Sabtu 21 Nov 2020 10:37 WIB

DPR: Segera Buat Protap Pembukaan Kembali Belajar Tatap Muka

Sekolah diimbau hanya boleh menggunakan 50 persen dari tiap kapasitas ruang kelas.

Rep: Febrianto Adi Saputro/ Red: Hiru Muhammad
Petugas membersihkan wastafel di SDN 03 Kota Bambu, Tanah Abang, Jakarta, Jumat (20/11). Kementerian Pendidikan dan Kebudayaan mengizinkan pemerintah daerah untuk memutuskan pembukaan sekolah atau kegiatan belajar tatap muka di seluruh zona risiko virus Corona mulai Januari 2021. Republika/Putra M. Akbar
Foto: Republika/Putra M. Akbar
Petugas membersihkan wastafel di SDN 03 Kota Bambu, Tanah Abang, Jakarta, Jumat (20/11). Kementerian Pendidikan dan Kebudayaan mengizinkan pemerintah daerah untuk memutuskan pembukaan sekolah atau kegiatan belajar tatap muka di seluruh zona risiko virus Corona mulai Januari 2021. Republika/Putra M. Akbar

REPUBLIKA.CO.ID, JAKARTA--Menteri Pendidikan dan Kebudayaan (Mendikbud) Nadiem Makarim mengizinkan pemerintah daerah untuk menggelar pembelajaran tatap muka mulai Januari 2021 mendatang. Menanggapi itu, Wakil Ketua Komisi X DPR Dede Yusuf Macan Effendi meminta agar pemerintah segera membuat prosedur tetap (protap) untuk pelaksanaan kebijakan tersebut.

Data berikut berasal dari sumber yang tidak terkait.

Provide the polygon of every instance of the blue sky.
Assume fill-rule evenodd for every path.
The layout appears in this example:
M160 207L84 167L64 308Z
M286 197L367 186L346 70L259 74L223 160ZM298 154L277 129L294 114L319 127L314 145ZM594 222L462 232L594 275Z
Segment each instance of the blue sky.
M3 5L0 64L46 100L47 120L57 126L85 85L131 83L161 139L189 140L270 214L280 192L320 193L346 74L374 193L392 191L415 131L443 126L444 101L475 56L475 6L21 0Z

"Misalnya hanya sekolah yang sudah melaksanakan protokol kesehatan, berarti memiliki alat peralatan infrastruktur untuk menjaga protokol kesehatan," kata Dede Jumat (20/11) malam.

Dede mengatakan protap tersebut nantinya diharapkan juga mengatur jumlah kapasitas kelas yang akan digunakan untuk kegiatan belajar mengajar dengan tatap muka. Komisi X juga mengimbau agar sekolah hanya boleh menggunakan 50 persen dari tiap kapasitas ruang kelas. 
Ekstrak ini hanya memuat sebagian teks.